Objective: To systematically review the efficacy and safety of interleukin-12/23 monoclonal antibody (IL-12/23 mAb) on psoriasis.
Methods: Relevant randomized controlled trials (RCTs) were identified by systematic literature searches in MEDLINE, OVID, EMBASE, Cochrane Library, and the metaRegister of Controlled Trials. The efficacy outcomes and adverse effects of included RCTs were critically assessed.

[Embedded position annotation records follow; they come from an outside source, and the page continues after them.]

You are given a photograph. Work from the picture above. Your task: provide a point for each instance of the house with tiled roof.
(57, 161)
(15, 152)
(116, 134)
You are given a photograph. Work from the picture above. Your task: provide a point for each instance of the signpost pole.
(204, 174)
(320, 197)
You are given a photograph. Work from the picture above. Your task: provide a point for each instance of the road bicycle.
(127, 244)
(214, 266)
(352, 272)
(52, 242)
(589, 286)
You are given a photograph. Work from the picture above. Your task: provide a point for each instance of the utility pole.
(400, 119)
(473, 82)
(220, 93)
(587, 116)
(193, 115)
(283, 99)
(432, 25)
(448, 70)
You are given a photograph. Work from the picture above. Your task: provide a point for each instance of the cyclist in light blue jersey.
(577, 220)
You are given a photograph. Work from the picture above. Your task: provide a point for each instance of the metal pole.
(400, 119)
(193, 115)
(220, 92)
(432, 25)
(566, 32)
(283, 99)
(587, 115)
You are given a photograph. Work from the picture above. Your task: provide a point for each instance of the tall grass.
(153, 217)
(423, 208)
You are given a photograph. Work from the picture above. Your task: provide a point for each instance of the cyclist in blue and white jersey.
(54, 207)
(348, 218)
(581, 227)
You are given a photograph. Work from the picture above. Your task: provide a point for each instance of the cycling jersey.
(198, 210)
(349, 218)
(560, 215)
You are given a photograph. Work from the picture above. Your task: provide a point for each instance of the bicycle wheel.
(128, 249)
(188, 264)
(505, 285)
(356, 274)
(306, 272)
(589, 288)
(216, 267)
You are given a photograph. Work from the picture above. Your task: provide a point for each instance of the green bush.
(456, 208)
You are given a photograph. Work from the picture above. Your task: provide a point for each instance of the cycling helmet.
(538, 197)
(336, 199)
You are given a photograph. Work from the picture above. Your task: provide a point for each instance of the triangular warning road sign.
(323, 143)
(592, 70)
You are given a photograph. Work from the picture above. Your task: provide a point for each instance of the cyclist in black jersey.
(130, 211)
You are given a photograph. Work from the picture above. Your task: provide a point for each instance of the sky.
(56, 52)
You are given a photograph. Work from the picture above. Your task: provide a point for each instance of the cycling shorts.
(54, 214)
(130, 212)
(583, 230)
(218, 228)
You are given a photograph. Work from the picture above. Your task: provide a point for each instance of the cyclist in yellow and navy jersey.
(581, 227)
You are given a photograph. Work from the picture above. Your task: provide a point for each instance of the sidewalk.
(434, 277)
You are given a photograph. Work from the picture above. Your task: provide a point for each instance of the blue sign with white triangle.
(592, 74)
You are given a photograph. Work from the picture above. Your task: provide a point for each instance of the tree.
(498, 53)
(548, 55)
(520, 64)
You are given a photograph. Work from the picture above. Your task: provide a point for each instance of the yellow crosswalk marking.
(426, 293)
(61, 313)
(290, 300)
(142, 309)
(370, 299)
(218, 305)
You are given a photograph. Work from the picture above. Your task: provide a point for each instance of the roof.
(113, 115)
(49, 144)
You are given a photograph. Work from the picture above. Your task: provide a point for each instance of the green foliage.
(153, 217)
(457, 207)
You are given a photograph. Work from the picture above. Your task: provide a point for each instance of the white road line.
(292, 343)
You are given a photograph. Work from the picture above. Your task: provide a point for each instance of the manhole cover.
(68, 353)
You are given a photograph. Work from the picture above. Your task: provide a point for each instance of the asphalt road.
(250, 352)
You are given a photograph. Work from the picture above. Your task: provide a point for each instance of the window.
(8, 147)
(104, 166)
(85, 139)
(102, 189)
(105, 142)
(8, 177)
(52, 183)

Results: A total of 3365 participants in 5 multicenter RCTs were included. The RRs of most efficacy outcomes showed significant differences between i) IL-12/23 mAb and placebo at week 12/16; ii) IL-12/23 mAb and etanercept at week 12; iii) IL-12/23 mAb in high dose and IL-12/23 mAb in low dose at week 24/28. Increasing treatment times did not obviously provide additional benefit to efficacy improvement. The adverse events of IL-12/23 mAb were similar to those of controls. Antibodies to IL-12/23 mAb were mostly undetected or shown at low titer. Treatment with IL-12/23 mAb did not influence related biochemical markers.
Conclusions: IL-12/23 mAb was effective in the treatment of psoriasis on skin lesions, health-related quality of life and psoriatic arthritis in the short-term. The increase in treatment time points was not associated with additional efficacy and dose-dependence was observed with the ongoing treatment up to week 24/28. The adverse effects were minimal and tolerable.